Despite a loveless marriage, Gerolama remained a faithful devoted wife giving him four children and tolerating Pier Luigi's excesses, brutality, and extravagances.
Pier Luigi Farnese quickly became the stereotype of a mercenary soldier: wild and amoral. He had courage and daring and while strong and audacious was also sufficiently brutal to offend many observers. Nor did he always fight on the traditional side of the papacy.
In 1520, at the age of seventeen, he and his brother Ranuccio were already employed as mercenaries in the pay of the Republic of Venice. As a result, he served under the standard of Charles V - remaining with the emperor until 1527, he was present at the Sack of Rome of that year, in which he took part.
While his brother Ranuccio withdrew to defend the Pope; Pier Luigi crossed the Tiber and quartered his men in the family palace, thus saving it from destruction.
Luigi withdrew from Rome into the Roman countryside, taxing it without mercy and permitting a climate of theft and murder.
When his father was elevated to the papacy as Paul III in 1534, his first action was to make Pier Luigi's eldest son, Alessandro Farnese, a cardinal. But Charles V only reluctantly allowed the granting of titles to Pier Luigi agreeing an annual pension on the condition that the news was not made public.
The office of Captain General of the Church had become vacant, and Paul nominated his son. Pier Luigi traveled through the Papal States defeating pockets of resistance before arriving in triumph at Piacenza.
The Duchy of Castro operated as a functioning State within the Patrimony of Saint Peter. It possessed rich forests full of game, fertile vineyards and fields, and a great number of fortresses. The Pope also awarded his son the cities of Nepi and Ronciglione. Pier Luigi was tasked with repairing all the fortresses over which he was now feudal lord. During his life Pier Luigi gained a certain reputation for cruelty, ruthlessness and decadence. A particular scandal erupted in 1537, when he was accused of raping a young bishop Cosimo Gheri, who subsequently died.
Eventually to no one's surprise, Pier's reputation caught up with him and he was stabbed him to death. The conspirators hung his body from a window of his palace in Piacenza. Pier Luigi's body was brought back and buried in Piacenza; later the body was transported to the family tomb on the island of Bisentina on Lake Bolsena.

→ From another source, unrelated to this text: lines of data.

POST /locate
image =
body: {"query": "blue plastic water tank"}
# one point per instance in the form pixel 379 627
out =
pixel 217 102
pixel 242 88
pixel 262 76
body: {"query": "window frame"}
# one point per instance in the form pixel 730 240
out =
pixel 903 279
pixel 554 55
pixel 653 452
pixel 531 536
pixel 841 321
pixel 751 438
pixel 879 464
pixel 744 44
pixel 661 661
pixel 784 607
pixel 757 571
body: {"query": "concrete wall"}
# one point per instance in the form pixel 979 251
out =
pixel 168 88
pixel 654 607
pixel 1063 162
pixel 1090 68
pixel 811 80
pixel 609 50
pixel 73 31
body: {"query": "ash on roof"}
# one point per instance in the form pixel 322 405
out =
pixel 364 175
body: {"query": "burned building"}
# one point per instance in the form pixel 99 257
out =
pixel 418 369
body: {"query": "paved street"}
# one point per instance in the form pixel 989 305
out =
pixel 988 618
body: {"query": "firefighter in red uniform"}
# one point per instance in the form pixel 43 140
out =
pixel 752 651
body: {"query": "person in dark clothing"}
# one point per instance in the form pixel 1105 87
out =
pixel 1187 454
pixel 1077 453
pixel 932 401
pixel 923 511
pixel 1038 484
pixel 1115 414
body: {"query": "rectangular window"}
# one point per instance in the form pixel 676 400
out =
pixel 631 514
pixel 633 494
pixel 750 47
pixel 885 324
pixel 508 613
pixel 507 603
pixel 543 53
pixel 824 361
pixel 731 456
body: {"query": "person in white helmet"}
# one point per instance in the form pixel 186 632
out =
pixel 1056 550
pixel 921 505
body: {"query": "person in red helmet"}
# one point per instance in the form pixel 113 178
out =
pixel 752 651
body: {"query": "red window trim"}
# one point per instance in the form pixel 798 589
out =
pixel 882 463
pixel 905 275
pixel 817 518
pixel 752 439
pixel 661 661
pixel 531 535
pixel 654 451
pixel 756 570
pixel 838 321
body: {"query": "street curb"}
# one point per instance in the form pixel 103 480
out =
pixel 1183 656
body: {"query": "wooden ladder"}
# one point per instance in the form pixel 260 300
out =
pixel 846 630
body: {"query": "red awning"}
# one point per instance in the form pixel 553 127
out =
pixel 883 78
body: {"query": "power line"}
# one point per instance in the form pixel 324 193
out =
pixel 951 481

Pier Luigi Farnese had married Girolama Orsini and sired four children. Letters exist from Pier Luigi's father, Paul III, reproaching him for taking male lovers when on an official mission to the court of the emperor; and another from the chancellor of the Florentine embassy detailing a man-hunt he had mounted in Rome to search for a youth who had refused his advances.
So historians feel safe in labeling him as a bisexual. While not exactly a “hero” he definitely shaped the course of Italian history.